Welcome to Higher Ed Hell. This is Level One of a four level game out here in the real world. As the game begins, you are only tracking two things on the dashboard in your mind: location and schedule. Both are given to you and your job is to show up in the right place at the right time. You have no control over where or when learning happens. Learning is supposed to occur by showing up where teaching is happening and cannot happen where no one is giving you assignments and covering the material in one way or another.

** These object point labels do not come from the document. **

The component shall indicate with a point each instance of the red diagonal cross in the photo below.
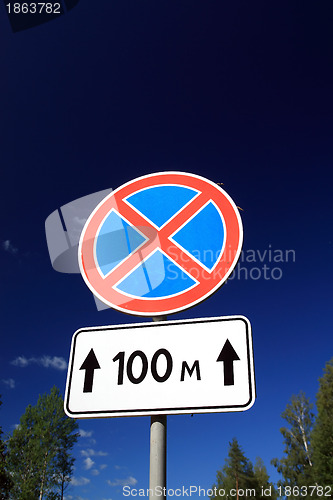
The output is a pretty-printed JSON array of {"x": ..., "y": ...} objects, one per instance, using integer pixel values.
[{"x": 158, "y": 239}]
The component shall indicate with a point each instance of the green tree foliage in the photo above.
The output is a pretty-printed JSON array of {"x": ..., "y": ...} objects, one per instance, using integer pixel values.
[
  {"x": 296, "y": 466},
  {"x": 237, "y": 479},
  {"x": 39, "y": 457},
  {"x": 5, "y": 481},
  {"x": 322, "y": 436}
]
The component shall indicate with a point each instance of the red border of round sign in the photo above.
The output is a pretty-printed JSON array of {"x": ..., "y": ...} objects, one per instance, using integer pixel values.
[{"x": 208, "y": 282}]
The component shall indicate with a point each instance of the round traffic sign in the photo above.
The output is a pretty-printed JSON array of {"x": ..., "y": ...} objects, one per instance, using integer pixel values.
[{"x": 160, "y": 243}]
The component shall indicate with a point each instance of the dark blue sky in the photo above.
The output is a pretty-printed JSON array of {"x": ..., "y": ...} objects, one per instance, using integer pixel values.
[{"x": 238, "y": 92}]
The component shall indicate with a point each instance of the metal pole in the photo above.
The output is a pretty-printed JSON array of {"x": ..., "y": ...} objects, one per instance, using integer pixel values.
[{"x": 158, "y": 434}]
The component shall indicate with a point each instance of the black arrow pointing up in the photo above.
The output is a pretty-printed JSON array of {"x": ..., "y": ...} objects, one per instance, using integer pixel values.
[
  {"x": 228, "y": 355},
  {"x": 90, "y": 364}
]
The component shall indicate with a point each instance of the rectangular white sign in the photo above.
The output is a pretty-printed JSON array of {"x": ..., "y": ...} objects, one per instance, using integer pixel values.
[{"x": 169, "y": 367}]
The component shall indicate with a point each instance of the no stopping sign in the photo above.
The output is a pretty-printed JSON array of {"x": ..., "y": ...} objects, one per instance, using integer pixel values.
[{"x": 160, "y": 243}]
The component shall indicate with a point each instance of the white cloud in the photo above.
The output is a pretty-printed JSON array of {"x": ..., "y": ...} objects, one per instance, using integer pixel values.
[
  {"x": 46, "y": 361},
  {"x": 92, "y": 453},
  {"x": 129, "y": 481},
  {"x": 10, "y": 382},
  {"x": 84, "y": 433},
  {"x": 88, "y": 463},
  {"x": 9, "y": 247},
  {"x": 79, "y": 481}
]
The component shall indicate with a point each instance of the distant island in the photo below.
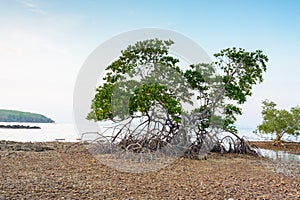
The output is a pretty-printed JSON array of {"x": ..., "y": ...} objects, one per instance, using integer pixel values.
[{"x": 18, "y": 116}]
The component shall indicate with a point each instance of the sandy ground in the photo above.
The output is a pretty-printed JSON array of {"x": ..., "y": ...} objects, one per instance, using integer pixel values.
[{"x": 76, "y": 174}]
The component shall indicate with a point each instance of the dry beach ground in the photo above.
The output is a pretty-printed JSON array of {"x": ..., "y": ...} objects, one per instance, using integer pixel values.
[{"x": 76, "y": 174}]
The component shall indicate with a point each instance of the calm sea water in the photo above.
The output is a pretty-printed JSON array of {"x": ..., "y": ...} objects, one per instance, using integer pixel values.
[{"x": 68, "y": 132}]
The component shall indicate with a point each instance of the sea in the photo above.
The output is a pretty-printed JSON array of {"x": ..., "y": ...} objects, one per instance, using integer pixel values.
[{"x": 67, "y": 132}]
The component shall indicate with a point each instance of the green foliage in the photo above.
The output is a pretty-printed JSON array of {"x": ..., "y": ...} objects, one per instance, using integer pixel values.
[
  {"x": 161, "y": 82},
  {"x": 278, "y": 121},
  {"x": 17, "y": 116}
]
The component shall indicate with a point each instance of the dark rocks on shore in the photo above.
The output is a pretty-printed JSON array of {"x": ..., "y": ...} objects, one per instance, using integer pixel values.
[
  {"x": 19, "y": 127},
  {"x": 27, "y": 146}
]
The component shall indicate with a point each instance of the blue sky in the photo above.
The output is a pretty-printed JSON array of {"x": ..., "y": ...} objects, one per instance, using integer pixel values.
[{"x": 43, "y": 44}]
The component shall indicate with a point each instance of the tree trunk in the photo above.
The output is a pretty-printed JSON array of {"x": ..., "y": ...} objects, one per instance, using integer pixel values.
[{"x": 277, "y": 141}]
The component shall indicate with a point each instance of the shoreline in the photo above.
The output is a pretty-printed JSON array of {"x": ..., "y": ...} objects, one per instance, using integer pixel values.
[
  {"x": 76, "y": 174},
  {"x": 290, "y": 147}
]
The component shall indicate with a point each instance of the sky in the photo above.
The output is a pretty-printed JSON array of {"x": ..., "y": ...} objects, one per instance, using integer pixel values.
[{"x": 43, "y": 45}]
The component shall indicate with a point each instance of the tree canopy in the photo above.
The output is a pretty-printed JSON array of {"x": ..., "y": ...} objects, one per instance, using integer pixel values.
[
  {"x": 148, "y": 84},
  {"x": 279, "y": 121}
]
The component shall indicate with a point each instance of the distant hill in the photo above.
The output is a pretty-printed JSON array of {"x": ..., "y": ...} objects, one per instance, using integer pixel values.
[{"x": 17, "y": 116}]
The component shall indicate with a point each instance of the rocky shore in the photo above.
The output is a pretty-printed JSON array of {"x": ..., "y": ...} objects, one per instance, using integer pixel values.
[{"x": 60, "y": 170}]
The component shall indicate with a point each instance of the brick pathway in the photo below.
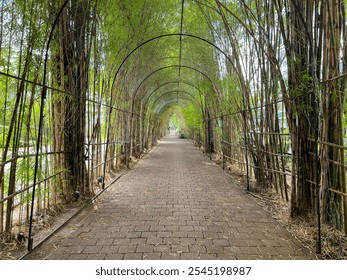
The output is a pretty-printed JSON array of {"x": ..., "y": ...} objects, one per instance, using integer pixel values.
[{"x": 176, "y": 204}]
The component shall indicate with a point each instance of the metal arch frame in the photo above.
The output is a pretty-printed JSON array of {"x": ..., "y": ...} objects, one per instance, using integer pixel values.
[
  {"x": 149, "y": 96},
  {"x": 169, "y": 93},
  {"x": 174, "y": 66},
  {"x": 164, "y": 36},
  {"x": 169, "y": 103}
]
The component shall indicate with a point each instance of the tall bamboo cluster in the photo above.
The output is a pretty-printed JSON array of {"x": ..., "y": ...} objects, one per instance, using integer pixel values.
[
  {"x": 289, "y": 58},
  {"x": 87, "y": 86}
]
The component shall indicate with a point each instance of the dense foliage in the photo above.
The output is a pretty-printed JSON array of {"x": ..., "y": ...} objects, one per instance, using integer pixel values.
[{"x": 89, "y": 85}]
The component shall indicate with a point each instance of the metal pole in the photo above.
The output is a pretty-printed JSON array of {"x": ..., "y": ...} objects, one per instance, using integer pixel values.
[{"x": 39, "y": 134}]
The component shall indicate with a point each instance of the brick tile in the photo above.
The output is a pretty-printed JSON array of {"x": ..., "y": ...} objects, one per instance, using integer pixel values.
[{"x": 176, "y": 204}]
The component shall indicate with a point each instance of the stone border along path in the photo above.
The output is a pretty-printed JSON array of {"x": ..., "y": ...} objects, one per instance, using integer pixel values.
[{"x": 175, "y": 204}]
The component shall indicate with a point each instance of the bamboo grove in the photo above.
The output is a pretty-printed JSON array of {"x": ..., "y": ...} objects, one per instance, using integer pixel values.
[{"x": 87, "y": 86}]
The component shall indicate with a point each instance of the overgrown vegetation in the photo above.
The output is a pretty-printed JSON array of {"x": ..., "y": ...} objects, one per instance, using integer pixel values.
[{"x": 89, "y": 85}]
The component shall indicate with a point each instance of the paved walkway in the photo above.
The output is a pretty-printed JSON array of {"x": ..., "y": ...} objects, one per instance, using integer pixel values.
[{"x": 176, "y": 204}]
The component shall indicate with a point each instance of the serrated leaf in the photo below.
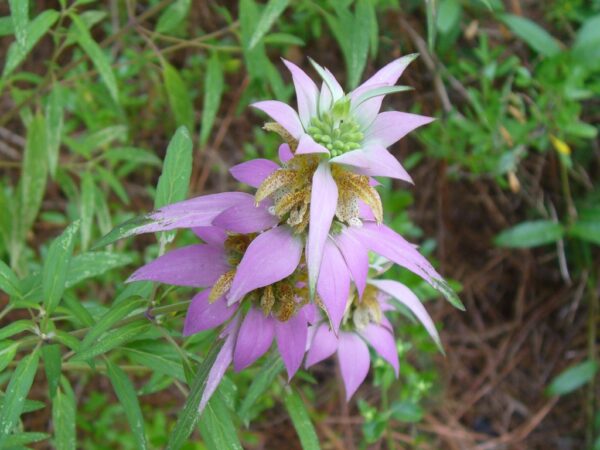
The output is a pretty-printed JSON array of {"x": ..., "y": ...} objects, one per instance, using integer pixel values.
[
  {"x": 530, "y": 234},
  {"x": 34, "y": 174},
  {"x": 97, "y": 55},
  {"x": 213, "y": 90},
  {"x": 263, "y": 381},
  {"x": 573, "y": 378},
  {"x": 52, "y": 366},
  {"x": 128, "y": 398},
  {"x": 92, "y": 264},
  {"x": 9, "y": 282},
  {"x": 114, "y": 339},
  {"x": 64, "y": 410},
  {"x": 175, "y": 177},
  {"x": 16, "y": 393},
  {"x": 56, "y": 267},
  {"x": 110, "y": 318},
  {"x": 189, "y": 415},
  {"x": 180, "y": 97},
  {"x": 86, "y": 208},
  {"x": 301, "y": 420},
  {"x": 216, "y": 426},
  {"x": 54, "y": 125},
  {"x": 173, "y": 16},
  {"x": 270, "y": 14},
  {"x": 35, "y": 30},
  {"x": 534, "y": 36}
]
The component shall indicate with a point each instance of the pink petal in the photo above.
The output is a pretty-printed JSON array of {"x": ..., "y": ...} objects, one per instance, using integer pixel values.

This is called Higher Ed Hell because of how much can go wrong, make you miserable and give you experiences of feeling powerless. The four key features of this first level of the game involve what you are tracking on your mental dashboard. The location and schedule of where you have to show up may be:

  • Extremely inconvenient: giving you a long commute, travel expenses, and difficulty with parking and finding a seat once you get there
  • Frustratingly inaccessible: offering only a short window when you're not available, requiring facilities that are closed at night, setting up appointments when you're somewhere else
  • Profoundly restrictive: dictating what is a late arrival, inexcusable delay, insufficient attendance or incorrect location for your learning by compliance
  • Excessively scattered: forcing you to scramble between distant buildings on campus, between a main and satellite campus or between physical classrooms and synchronous chats online

All this will have the following effects which make this level of play worthy of the title: Higher Ed Hell

  1. The stress of all this torment can induce many of the twelve negative effects on your brain function. 
  2. The pressures can seriously impair your ability to be helpful to others.  
  3. You will find you are incapable of getting creative in any but the primal sense
  4. The value you get from this so-called education will be minimal at best and completely useless more often
  5. Your self motivation will vanish leaving you dependent on imposed penalties to motivate you to show up
  6. Persistent problems with your attention, retention and commitment will get worse as you discover ways to escape the pain, indulge your urges and sabotage your education
  7. You will get mislabeled, stereotyped as incompetent and presumed to be incapable of success in higher ed
Getting out of this level involves several challenges I'll explore in a forthcoming post to this blog.


  1. You forgot the evaluation piece of Higher Ed hell. You are asked to retrieve and demonstrate knowledge of information that 1) does not interest you, 2) you have no experience or previous knowledge about, 3) is interpreted using someone else's frame of reference, and/or 4)is evaluated using a format inaccessible to you within a time frame that does not allow you to think.

    This evaluation is then used to rank students rather than to evaluate what they have learned.

  2. Excellent addition to this piece, Virginia. To that I would add advising that directs students away from their talents/interests and educators who have perfected the art of being boring. Thanks for your comment!